Sarah Then Bergh

Ph.D. Student in Africana Studies

Summary

Sarah Then Bergh is a doctoral candidate in the Africana Studies and Research Centre at Cornell University (Ithaca, NY). Originally from Germany, she earned her BSc. Econ. in International Politics, and her M.A. in International Relations at Aberystwyth University (Wales). For her master’s dissertation, ‘Music, Third Space and Intersubjectivity: Reconceptualizing the Theoretical Encounter between IR and ‘International Relations from Below’’ Sarah was awarded the Alfred Zimmern Prize by the Department of International Politics at Aberystwyth.

Her current research interests are located at the intersection of Africana philosophy, political and international relations theory, and musicology to explore the functions of the aural as a cognitive and affective mode of political communication in relation to: imaginaries of the international and/as diaspora; attendant practices of subjectivity formation; and ethics of relationality within the realm of diplomatic and other international encounters.

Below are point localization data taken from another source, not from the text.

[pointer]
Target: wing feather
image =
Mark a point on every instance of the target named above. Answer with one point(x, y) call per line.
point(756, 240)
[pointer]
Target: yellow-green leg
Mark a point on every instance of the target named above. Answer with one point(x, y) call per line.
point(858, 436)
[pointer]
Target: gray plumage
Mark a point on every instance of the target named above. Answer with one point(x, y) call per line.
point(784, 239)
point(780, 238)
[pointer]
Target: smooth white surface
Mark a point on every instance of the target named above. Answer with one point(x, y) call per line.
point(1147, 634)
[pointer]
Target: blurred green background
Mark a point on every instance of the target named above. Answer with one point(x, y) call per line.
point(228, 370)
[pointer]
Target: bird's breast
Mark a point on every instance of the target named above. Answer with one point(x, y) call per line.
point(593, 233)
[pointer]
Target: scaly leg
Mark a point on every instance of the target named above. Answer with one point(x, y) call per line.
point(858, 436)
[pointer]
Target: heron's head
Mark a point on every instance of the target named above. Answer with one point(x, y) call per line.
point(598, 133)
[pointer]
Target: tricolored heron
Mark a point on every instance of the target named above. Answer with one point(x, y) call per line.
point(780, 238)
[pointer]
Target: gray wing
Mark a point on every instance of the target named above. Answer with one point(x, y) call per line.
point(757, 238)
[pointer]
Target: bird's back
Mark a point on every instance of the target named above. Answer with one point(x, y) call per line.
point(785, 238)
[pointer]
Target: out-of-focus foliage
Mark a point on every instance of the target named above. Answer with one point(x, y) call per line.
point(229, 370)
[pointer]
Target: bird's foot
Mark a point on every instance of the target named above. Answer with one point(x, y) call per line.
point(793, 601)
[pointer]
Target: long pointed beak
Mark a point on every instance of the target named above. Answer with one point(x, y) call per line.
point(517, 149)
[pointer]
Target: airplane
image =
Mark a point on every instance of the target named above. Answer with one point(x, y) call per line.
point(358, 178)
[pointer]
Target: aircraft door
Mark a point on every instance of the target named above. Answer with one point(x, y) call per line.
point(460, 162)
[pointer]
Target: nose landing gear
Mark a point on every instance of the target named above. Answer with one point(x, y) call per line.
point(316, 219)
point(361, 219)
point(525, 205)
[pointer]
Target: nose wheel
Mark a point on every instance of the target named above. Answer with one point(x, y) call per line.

In addition to her academic research, Sarah has gained editorial experience at various publishing houses, including Oxford University Press and Zubaan Books, New Delhi. She has been awarded fellowships and grants from the Department of International Politics, and the Music Department at Aberystwyth University; the Mellon Collaborative Studies in Architecture, Urbanism and the Humanities at the Cornell Council for the Arts; as well as the Humanities Council, and the Institute for Comparative Modernities at Cornell University.

Publications

Then Bergh, Sarah. ‘Subverting Colonial Aesthetics: Frantz Fanon, W.E.B. Du Bois and Janelle Monaé’, in: Farred, Grant (ed.). Africana Studies: Theoretical Futures (Philadelphia: Temple University Press, 2021). [In print].